How are you supposed to entrust your career to someone like that? It's why I don't like relying on other people - in my experience, they'll screw ya, but in a bad way.

My problem with both of these influences is that it entailed untruths and blatant lies. Lying about whether you took a cookie from the cookie jar is hardly an earth-shattering lie, and in that circumstance isn't such a bad thing... unless it's my cookie that's been stolen. In the case of something impacting on a career, it's poor form to lie about the strengths of your product - people will stop buying it - known fact right there. I've certainly stopped buying it.

So here's a few tips to avoid being screwed:

1. Research your degree. I don't just mean look at their curriculum. Look at where graduates have gone. Independent studies are worthwhile here - I still don't trust internal studies, they tend to bolster their own numbers a bit.

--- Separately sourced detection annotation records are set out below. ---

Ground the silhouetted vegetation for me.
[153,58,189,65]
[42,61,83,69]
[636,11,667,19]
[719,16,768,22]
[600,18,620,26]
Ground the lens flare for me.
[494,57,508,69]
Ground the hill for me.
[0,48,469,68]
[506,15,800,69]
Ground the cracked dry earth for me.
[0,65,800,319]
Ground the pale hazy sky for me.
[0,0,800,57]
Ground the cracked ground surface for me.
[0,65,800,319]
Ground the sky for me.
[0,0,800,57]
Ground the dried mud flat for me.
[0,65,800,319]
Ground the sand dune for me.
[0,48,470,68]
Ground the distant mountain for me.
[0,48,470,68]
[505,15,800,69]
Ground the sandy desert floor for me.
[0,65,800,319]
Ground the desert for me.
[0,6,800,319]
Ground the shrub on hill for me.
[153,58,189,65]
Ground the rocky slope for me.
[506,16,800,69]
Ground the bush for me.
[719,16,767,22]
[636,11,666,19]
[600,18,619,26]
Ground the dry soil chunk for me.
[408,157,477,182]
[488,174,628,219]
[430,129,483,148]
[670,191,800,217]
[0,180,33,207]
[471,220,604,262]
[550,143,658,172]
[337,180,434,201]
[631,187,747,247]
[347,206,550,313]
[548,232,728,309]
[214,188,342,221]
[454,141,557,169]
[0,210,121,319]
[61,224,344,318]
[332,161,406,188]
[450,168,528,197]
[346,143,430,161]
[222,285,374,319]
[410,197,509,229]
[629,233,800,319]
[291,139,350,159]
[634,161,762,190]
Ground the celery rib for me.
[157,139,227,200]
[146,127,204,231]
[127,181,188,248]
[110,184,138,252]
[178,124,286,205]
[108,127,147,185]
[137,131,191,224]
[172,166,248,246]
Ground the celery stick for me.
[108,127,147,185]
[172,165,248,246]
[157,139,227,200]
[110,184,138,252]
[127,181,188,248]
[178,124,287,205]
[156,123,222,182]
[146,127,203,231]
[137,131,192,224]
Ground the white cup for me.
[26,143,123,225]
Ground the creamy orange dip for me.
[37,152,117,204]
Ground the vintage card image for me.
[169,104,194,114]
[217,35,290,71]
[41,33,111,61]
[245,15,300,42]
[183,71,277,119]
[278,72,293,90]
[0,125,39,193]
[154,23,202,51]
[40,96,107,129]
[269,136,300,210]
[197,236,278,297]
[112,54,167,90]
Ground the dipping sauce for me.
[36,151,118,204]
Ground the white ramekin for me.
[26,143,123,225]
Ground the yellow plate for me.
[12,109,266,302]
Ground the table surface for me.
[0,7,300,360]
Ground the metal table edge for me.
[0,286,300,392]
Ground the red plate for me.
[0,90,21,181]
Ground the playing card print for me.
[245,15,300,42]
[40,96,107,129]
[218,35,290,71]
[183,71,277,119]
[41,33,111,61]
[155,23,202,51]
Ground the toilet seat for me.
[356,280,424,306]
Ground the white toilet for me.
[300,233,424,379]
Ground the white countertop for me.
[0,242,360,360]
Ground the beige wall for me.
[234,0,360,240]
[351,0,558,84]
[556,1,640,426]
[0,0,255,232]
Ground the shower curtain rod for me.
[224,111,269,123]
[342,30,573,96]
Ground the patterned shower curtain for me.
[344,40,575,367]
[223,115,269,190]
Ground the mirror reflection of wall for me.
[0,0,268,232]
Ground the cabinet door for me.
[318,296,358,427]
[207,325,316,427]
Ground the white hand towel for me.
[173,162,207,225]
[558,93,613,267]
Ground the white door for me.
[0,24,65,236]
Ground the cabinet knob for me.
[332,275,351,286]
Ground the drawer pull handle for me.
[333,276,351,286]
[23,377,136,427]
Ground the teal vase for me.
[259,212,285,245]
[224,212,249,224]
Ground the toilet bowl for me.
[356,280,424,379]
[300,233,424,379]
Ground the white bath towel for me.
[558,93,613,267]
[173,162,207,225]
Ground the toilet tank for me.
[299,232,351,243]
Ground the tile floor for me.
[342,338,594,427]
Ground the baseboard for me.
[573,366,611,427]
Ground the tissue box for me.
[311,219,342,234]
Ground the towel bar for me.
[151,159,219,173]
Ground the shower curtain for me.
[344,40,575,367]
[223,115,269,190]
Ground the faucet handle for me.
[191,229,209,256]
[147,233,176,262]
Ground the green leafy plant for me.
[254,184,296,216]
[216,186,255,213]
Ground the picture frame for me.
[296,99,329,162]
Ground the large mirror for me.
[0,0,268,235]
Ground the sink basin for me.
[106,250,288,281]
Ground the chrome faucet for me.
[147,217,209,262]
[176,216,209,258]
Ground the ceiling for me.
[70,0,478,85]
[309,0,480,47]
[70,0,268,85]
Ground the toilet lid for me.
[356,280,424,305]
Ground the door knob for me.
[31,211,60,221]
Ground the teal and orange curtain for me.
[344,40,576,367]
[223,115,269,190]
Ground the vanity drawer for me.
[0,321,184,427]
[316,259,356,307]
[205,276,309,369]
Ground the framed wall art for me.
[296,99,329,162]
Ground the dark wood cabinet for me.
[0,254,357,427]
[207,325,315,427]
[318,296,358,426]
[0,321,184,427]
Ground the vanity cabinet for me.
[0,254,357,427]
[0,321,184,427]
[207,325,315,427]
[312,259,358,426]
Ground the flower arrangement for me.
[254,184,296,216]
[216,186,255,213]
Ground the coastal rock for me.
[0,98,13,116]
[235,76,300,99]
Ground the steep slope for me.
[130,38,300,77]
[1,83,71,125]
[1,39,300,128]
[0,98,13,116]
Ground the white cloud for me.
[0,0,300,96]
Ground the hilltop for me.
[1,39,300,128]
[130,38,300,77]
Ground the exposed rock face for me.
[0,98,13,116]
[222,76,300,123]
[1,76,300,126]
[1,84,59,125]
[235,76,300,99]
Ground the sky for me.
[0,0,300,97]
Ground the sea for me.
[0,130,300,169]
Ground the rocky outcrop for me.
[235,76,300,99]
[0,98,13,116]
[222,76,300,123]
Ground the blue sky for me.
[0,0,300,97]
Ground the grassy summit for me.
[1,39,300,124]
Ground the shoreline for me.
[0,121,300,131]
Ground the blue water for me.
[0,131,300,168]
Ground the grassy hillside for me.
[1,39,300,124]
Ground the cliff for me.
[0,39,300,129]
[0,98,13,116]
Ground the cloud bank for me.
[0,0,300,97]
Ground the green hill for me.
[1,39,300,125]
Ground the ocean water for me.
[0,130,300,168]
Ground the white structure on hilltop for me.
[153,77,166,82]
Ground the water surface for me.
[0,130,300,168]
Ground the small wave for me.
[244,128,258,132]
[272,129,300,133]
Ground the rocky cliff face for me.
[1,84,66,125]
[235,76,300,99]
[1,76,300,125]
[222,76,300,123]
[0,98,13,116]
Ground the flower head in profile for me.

2. Look in the paper or at job sites like www.careerone.com.au or www.seek.com.au (obviously for Aussie readers). Does anyone actually want someone with your qualifications? If not, does anyone want you overseas? They do? Great! Just resign yourself to the fact that you'll be leaving Australia to find work. Do this early. I took a while to reach this conclusion, and while it was a good thing to come to terms with, I regret not doing it a 6 years ago.

3. Don't rely on your degree. Alot of professions require a degree - engineering and teaching for example, but for those of you with a more shotgun-approach degree like mine (Bachelor of Professional and Creative Communication - used to have a BA in front... actually I think my piece of paper has the BA in front), then you need workplace experience to make an impact. That's what I'm working on at this point in time. Half the time your degree will be what gives you the edge over a plebian opponent, it won't be the thing that grabs their attention in the first place.

4. Don't rely on recruitment agencies. If you do, make sure you have a good reason to ie. Your handler doesn't look like she should work in a home for retarded four-year-olds. You have to scope stuff out yourself. It's boring, it's tiring, it's demoralising (Sam ticks all boxes) but I'm told it's worth it. It's helps if you're not a bitter cynic too.

5. Above all, be honest in your dealings with people. Don't give people the illusion that your actions mean something different to what they are. Doesn't mean you have to be nice, just be truthful. If you're a success then people say that 'you call a spade a spade' or that you're 'forthright' or that you 'tell it like it is'. If you're dishonest then you'll be regarded as a charlatan who shouldn't be trusted as far as you can be thrown - and you'd be surprised at how far someone can throw you.

Cheers.

2 comments:

Unknown said...

and people wonder why i never went to uni....
i dont need a piece of paper to show i rock! let ur work speak for itself and you can do whatever you wish!
alternatively, screw a career, get a job doing labour work, earn shit loads and pay someone else to think for you!! :P
i did thoroughly enjoy you blog though Sam. Good stuff!

Sean said...

Im kinda late to this blogging of yours, what the hell! yes I live under a rock while not snuggling up head to toe with you big boy.

All I can offer as advice is what i've been told from some of the smartest most successful people I know and that is "Its not what you know, its who you know" , (unfortunatley for some people) this fact will always triumph over any skill or talent you learn in life.

It is very unfortunate as I have alot of friends including yourself who went through the same thing and came out thinking wtf? but its true they dont explain to you at the end most employers look for experience or a contact over 4 or so years of experience, and that brings in the dilema of how do I get this experience when not given a chance?, its rough mate so I feel your pain and i've been through similar situations.

I used to think under the mindset that if you work hard it will pay off but unfortunatley I dont believe its as simple as that and it seems theres almost a dab of luck needed in some cases.

Anyways regardless keep ya up head mate, i've enjoyed these blogs and they are written excellently , you'll get there eventually.